Comprendieron ambos que ya no se podía dudar de que ese pedazo roto y, al parecer, inservible, de piedra de afilar poseía condiciones maravillosas.

Doña Sinforosa era mujer de muy buena cabeza; y en el acto comprendió que con no divulgar á nadie las propiedades extraordinarias de la piedra, podrían sacar del regalo del buen forastero muchas ventajas.

Celedonio no era lo que se puede llamar, en la pampa, un haragán, ni tampoco lo que, en otras partes, se llamaría un gran trabajador; por esto mismo, doña Sinforosa trató, por un lado, de hacerle ver lo provechoso que les podrían salir ciertos trabajos con semejante ayuda y, por otro, de asustarle con la posible pérdida de la prenda, si la dejaba inútil. Y fácilmente lo convenció que no debía dejar de buscar y emprender alguno de los trabajos para los cuales es indispensable una piedra de afilar.
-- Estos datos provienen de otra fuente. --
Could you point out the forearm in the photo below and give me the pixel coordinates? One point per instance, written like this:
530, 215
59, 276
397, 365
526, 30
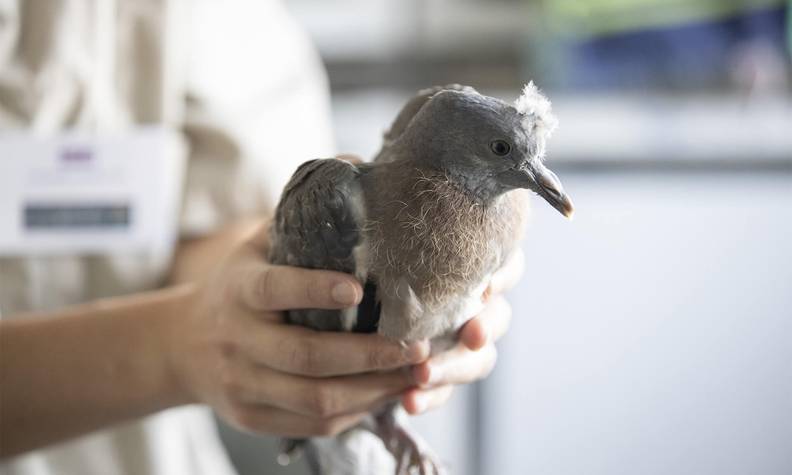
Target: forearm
85, 368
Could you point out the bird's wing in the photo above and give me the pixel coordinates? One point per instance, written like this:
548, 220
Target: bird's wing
318, 226
410, 109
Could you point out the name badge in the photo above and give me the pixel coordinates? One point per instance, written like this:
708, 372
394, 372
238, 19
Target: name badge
77, 193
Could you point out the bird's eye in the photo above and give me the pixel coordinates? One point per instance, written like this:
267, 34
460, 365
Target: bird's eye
500, 147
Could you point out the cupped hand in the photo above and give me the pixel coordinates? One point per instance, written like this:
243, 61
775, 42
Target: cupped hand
474, 356
234, 353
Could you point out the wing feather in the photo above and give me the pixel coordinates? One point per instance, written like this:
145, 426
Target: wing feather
318, 225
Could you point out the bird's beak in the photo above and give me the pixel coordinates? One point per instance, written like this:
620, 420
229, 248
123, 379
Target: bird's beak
535, 176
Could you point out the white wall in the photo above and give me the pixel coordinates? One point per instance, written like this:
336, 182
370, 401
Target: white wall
653, 334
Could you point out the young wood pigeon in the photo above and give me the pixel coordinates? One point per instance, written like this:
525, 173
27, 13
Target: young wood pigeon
423, 226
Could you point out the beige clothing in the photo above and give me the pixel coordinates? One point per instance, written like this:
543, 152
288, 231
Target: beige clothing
244, 89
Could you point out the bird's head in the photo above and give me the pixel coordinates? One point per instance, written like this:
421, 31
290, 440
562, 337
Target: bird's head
487, 145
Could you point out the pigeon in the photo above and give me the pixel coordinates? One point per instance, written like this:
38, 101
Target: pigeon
423, 227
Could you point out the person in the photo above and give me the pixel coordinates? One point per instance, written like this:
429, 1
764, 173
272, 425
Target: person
106, 370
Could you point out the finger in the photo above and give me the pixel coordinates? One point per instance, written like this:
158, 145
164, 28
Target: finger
490, 325
271, 420
317, 397
269, 287
418, 401
509, 274
456, 366
301, 351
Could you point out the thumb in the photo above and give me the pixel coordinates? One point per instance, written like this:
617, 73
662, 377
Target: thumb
270, 287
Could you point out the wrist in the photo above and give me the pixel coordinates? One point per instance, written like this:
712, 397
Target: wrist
172, 326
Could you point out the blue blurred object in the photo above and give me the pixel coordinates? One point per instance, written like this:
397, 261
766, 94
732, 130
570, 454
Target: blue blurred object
694, 55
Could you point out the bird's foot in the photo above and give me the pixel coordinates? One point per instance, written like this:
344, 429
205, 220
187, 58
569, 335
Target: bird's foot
411, 457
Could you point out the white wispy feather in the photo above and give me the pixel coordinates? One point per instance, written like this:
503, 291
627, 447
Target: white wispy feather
537, 110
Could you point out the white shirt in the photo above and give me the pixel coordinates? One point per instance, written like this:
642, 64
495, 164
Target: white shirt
244, 89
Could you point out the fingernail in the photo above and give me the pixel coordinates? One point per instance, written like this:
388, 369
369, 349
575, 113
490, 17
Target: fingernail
420, 403
344, 293
417, 351
420, 374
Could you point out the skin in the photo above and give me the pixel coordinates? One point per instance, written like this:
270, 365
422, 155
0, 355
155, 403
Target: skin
220, 340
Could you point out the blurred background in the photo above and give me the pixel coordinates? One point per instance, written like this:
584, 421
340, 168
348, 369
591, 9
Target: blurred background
651, 334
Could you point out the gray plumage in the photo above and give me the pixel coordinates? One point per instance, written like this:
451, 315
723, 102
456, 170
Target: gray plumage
430, 220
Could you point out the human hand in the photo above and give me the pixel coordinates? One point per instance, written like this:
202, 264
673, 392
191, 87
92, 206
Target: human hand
234, 353
474, 356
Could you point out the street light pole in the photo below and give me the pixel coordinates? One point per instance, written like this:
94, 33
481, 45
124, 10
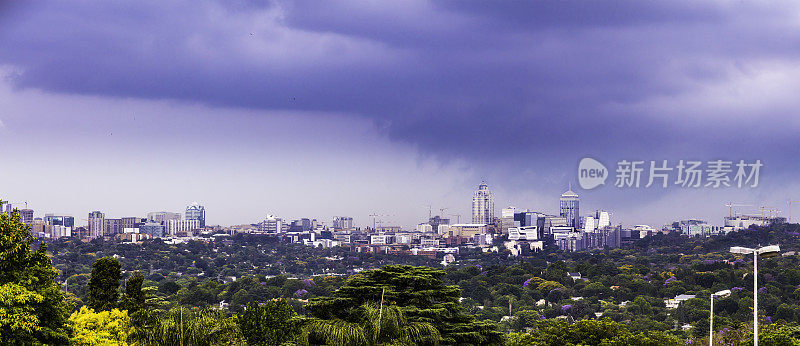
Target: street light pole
755, 297
765, 252
711, 324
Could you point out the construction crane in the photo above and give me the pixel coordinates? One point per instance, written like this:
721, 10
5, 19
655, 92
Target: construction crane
373, 220
375, 217
731, 205
770, 210
790, 209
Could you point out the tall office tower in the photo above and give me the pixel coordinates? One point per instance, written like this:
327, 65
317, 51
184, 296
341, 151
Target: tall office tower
507, 219
570, 208
272, 224
163, 216
96, 224
129, 222
59, 220
483, 205
112, 227
196, 212
342, 222
26, 216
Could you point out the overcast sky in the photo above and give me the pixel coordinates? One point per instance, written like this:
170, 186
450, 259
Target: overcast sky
316, 109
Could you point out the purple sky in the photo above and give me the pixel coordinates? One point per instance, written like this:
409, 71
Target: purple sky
316, 109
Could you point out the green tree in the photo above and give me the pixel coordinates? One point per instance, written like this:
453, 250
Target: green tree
134, 299
180, 326
32, 307
589, 332
271, 323
104, 284
100, 328
421, 295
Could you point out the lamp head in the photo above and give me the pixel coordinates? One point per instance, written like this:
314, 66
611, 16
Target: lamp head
722, 294
741, 250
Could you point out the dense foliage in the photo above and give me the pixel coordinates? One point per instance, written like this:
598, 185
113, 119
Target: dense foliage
254, 290
32, 307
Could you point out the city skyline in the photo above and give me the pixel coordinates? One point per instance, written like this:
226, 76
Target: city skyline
281, 108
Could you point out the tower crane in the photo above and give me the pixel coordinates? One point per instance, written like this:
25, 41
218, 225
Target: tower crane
731, 205
790, 209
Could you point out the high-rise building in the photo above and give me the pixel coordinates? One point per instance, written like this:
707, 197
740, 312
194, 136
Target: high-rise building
26, 216
342, 222
570, 208
112, 227
272, 224
130, 222
5, 208
96, 224
482, 205
507, 219
196, 212
59, 220
603, 219
163, 216
154, 229
179, 227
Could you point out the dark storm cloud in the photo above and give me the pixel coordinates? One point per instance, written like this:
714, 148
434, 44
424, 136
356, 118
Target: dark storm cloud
514, 84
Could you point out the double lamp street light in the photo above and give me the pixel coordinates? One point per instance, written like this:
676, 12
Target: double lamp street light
763, 252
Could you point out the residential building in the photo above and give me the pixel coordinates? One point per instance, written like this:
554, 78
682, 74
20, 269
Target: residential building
163, 216
507, 219
342, 222
272, 224
26, 216
466, 230
59, 220
96, 224
178, 227
569, 208
483, 205
112, 227
196, 212
154, 229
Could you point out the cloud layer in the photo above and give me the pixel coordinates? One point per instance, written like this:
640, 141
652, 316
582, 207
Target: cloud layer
520, 90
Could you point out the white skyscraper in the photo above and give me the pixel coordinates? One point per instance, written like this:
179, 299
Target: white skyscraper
569, 207
483, 205
603, 219
197, 212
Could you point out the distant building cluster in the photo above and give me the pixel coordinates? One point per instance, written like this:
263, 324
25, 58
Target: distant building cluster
519, 231
158, 224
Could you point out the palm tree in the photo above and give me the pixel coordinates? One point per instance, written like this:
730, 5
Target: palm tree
182, 327
378, 325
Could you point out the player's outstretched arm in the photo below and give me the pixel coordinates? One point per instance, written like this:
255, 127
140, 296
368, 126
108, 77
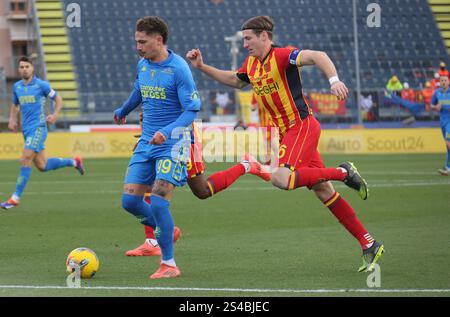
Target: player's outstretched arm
226, 77
51, 118
13, 123
324, 63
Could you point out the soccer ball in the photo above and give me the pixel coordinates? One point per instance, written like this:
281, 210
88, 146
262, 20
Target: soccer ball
86, 259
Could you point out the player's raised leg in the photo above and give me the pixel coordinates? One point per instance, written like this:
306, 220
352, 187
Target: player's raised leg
150, 246
162, 194
51, 164
26, 161
344, 212
297, 148
445, 171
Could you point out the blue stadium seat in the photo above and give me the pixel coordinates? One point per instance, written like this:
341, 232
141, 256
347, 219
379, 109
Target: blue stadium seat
407, 43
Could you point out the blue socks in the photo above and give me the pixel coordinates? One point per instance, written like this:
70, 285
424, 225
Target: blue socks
22, 180
164, 221
57, 163
136, 206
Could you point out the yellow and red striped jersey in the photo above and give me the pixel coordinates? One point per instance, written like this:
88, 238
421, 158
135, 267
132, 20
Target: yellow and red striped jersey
277, 85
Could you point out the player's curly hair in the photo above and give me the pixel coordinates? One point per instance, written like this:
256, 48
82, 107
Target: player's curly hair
153, 25
259, 24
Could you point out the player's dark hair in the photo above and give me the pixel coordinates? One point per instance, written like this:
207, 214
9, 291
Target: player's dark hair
25, 59
259, 24
153, 25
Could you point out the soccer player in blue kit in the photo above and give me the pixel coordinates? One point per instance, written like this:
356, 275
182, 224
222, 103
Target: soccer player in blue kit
441, 103
28, 98
165, 87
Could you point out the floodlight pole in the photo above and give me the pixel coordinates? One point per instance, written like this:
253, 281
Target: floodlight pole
234, 51
357, 66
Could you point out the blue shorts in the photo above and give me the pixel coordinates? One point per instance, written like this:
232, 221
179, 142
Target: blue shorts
35, 139
155, 162
446, 131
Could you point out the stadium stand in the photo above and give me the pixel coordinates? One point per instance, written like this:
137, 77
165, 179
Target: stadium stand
408, 43
57, 54
441, 11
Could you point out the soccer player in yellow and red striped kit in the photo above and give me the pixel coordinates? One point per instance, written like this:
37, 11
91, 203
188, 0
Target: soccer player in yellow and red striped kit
273, 73
201, 186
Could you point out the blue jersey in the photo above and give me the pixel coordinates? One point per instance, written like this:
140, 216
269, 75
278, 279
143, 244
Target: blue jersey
443, 98
31, 99
167, 89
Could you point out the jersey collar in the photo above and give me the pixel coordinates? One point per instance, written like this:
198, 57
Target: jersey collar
31, 83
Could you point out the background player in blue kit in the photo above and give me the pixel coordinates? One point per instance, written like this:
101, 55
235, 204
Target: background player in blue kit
441, 103
28, 98
165, 86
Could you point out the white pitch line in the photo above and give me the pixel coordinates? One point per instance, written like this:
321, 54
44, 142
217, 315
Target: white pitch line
243, 290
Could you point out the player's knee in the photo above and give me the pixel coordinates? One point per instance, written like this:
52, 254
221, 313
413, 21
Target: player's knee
131, 203
162, 188
26, 160
41, 166
279, 179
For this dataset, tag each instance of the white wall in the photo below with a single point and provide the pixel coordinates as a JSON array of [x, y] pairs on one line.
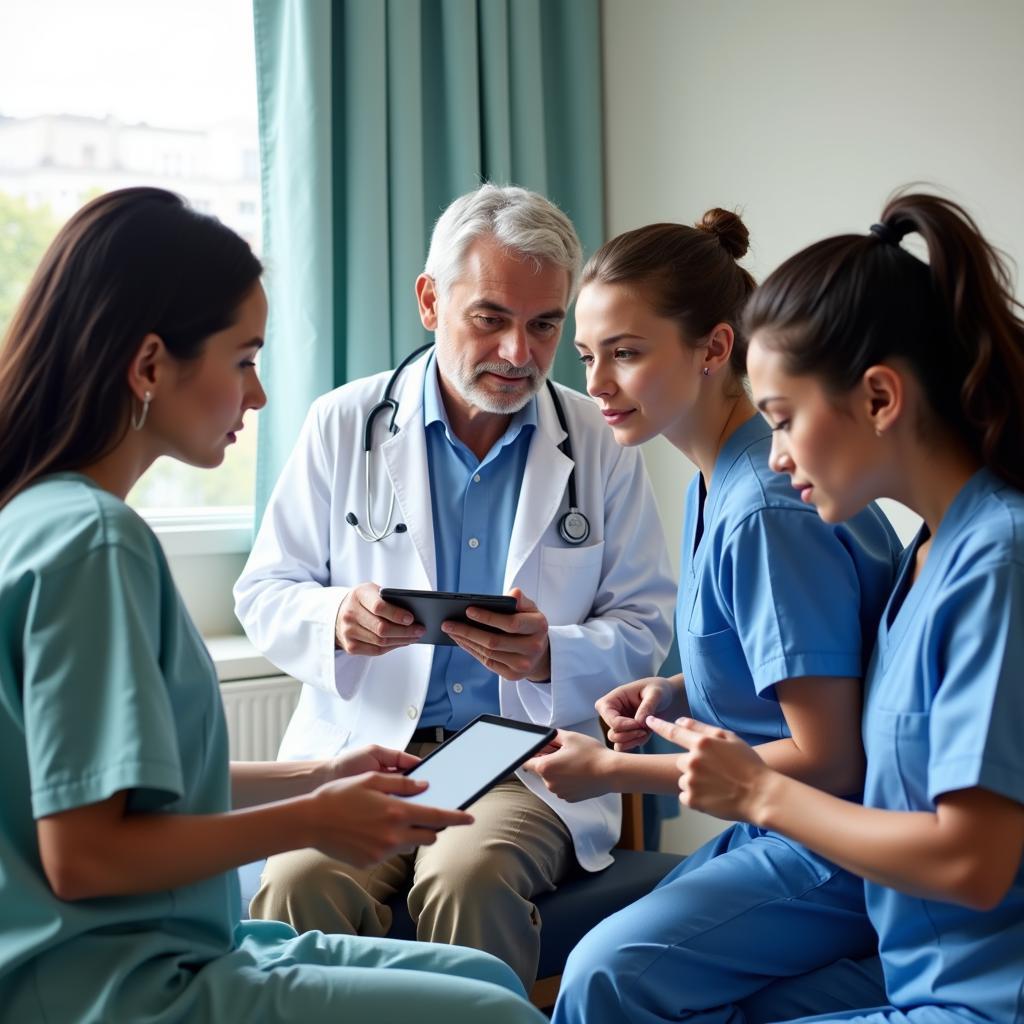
[[805, 116]]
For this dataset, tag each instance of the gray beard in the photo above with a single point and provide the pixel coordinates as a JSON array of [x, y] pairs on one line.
[[489, 401]]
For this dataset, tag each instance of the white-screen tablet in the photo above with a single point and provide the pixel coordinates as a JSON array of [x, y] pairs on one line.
[[468, 764]]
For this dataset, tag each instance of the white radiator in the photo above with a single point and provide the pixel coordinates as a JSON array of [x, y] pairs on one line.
[[258, 711]]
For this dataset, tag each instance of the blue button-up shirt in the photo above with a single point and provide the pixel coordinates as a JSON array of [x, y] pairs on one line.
[[474, 504]]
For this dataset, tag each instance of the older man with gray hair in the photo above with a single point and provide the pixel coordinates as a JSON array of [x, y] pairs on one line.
[[493, 480]]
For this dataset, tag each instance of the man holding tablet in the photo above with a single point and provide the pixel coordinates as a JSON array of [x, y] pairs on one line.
[[492, 481]]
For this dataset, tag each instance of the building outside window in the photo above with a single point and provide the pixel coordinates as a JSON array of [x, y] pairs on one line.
[[115, 93]]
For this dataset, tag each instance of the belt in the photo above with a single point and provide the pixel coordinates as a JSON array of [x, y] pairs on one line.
[[432, 734]]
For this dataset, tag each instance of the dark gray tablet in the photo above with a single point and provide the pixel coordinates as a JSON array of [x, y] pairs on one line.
[[468, 764], [431, 607]]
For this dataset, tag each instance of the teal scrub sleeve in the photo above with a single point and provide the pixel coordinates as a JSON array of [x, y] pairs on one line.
[[977, 654], [795, 596], [97, 717]]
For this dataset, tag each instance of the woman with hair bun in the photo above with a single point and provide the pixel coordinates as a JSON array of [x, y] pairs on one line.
[[883, 375], [774, 610]]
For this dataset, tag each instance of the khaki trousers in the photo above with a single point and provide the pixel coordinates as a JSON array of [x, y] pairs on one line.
[[474, 887]]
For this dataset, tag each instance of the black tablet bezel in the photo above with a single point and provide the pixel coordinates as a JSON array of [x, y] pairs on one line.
[[544, 736], [431, 607]]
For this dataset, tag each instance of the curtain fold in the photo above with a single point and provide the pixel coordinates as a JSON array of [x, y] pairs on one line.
[[374, 116]]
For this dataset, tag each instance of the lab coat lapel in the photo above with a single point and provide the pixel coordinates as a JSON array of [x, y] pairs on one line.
[[406, 462], [543, 491]]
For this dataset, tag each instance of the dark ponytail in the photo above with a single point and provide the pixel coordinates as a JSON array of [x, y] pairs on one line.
[[129, 263], [689, 274], [853, 301]]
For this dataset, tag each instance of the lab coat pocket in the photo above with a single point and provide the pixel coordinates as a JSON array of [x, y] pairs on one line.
[[569, 579], [322, 738], [897, 743]]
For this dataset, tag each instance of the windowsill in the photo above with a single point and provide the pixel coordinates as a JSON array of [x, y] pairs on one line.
[[237, 658], [202, 531]]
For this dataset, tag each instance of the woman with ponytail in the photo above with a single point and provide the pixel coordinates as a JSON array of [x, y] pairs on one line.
[[774, 610], [883, 375], [122, 822]]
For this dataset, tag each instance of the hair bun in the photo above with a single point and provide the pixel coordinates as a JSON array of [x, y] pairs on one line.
[[728, 228]]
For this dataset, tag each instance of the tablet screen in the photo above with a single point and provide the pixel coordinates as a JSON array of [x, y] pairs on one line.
[[480, 755]]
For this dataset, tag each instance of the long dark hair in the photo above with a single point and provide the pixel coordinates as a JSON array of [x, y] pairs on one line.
[[855, 300], [689, 274], [129, 263]]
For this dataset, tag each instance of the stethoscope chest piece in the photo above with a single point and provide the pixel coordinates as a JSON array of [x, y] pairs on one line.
[[573, 527]]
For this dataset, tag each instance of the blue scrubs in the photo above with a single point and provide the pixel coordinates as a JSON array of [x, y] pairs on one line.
[[943, 713], [107, 687], [768, 592]]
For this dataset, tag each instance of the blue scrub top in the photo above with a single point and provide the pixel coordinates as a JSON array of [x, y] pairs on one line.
[[944, 712], [772, 592], [104, 686]]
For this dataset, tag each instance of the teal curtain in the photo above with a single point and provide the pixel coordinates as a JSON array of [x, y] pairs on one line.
[[374, 116]]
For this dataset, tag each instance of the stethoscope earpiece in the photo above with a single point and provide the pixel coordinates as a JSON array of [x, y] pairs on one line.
[[573, 527]]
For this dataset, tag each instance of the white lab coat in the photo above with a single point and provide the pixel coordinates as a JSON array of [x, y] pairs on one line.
[[608, 603]]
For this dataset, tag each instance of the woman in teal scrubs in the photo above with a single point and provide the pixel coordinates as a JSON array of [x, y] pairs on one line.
[[885, 375], [119, 899], [773, 613]]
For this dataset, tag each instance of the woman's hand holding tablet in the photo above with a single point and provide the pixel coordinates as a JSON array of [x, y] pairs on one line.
[[463, 768]]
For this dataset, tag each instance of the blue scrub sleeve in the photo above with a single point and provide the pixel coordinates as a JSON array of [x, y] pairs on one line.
[[795, 594], [977, 652], [97, 716]]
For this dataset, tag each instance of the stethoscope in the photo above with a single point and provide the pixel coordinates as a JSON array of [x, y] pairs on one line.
[[573, 526]]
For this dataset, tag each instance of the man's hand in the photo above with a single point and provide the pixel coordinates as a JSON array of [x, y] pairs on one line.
[[520, 650], [626, 709], [360, 820], [572, 765], [368, 625]]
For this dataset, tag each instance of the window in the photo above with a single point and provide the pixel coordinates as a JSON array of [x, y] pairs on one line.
[[160, 93]]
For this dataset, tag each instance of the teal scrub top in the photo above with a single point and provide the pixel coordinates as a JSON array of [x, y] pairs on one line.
[[944, 712], [769, 591], [104, 686]]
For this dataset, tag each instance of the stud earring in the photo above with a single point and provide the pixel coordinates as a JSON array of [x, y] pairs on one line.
[[138, 422]]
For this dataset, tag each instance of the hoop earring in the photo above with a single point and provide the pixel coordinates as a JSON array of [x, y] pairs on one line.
[[139, 422]]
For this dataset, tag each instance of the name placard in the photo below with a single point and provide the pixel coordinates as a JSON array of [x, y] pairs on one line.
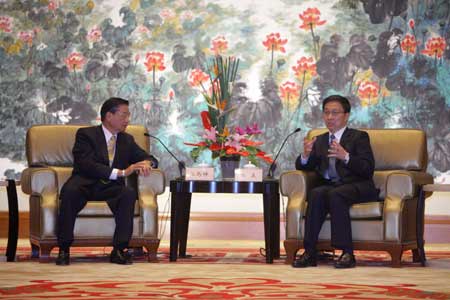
[[248, 174], [200, 173]]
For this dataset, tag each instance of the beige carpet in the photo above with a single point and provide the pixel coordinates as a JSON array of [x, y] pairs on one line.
[[433, 278]]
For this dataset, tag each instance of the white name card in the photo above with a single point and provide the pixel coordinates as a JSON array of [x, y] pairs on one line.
[[200, 173], [248, 174]]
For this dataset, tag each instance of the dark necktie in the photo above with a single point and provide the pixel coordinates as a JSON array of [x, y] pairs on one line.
[[332, 173], [111, 148]]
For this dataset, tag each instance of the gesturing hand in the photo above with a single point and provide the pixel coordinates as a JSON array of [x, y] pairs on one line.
[[307, 147], [142, 168], [336, 150]]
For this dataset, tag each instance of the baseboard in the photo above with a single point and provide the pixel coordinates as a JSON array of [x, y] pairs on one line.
[[236, 226]]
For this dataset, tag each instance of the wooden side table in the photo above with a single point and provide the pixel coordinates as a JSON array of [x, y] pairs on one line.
[[420, 215], [13, 216]]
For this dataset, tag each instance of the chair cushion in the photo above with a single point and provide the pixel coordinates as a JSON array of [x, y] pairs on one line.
[[367, 210], [100, 209], [395, 149]]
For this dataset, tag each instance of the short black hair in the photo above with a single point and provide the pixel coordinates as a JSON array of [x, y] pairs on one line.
[[338, 98], [112, 105]]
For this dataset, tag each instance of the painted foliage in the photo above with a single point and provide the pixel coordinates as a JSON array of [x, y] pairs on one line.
[[60, 59]]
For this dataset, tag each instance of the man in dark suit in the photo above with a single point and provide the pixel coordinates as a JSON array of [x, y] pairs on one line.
[[344, 159], [103, 156]]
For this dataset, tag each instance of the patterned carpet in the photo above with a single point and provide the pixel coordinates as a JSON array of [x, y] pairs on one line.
[[222, 273]]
No muy lejos de donde vivían, había un saladero que, durante algunos meses, trabajaba mucho, beneficiando miles y miles de vacunos, y pensó doña Sinforosa que Celedonio allí se debía conchabar, pues todavía duraría la faena un mes ó dos.

Celedonio consintió y fué á ofrecer sus servicios como desollador. Llevaba consigo el pedazo de piedra de afilar bien escondido en el tirador, el cuchillo viejo, otro grande, nuevito, pero ya probado con la piedra y cortador como él sólo, y, para despistar á los curioseadores, una chaira común, de acero.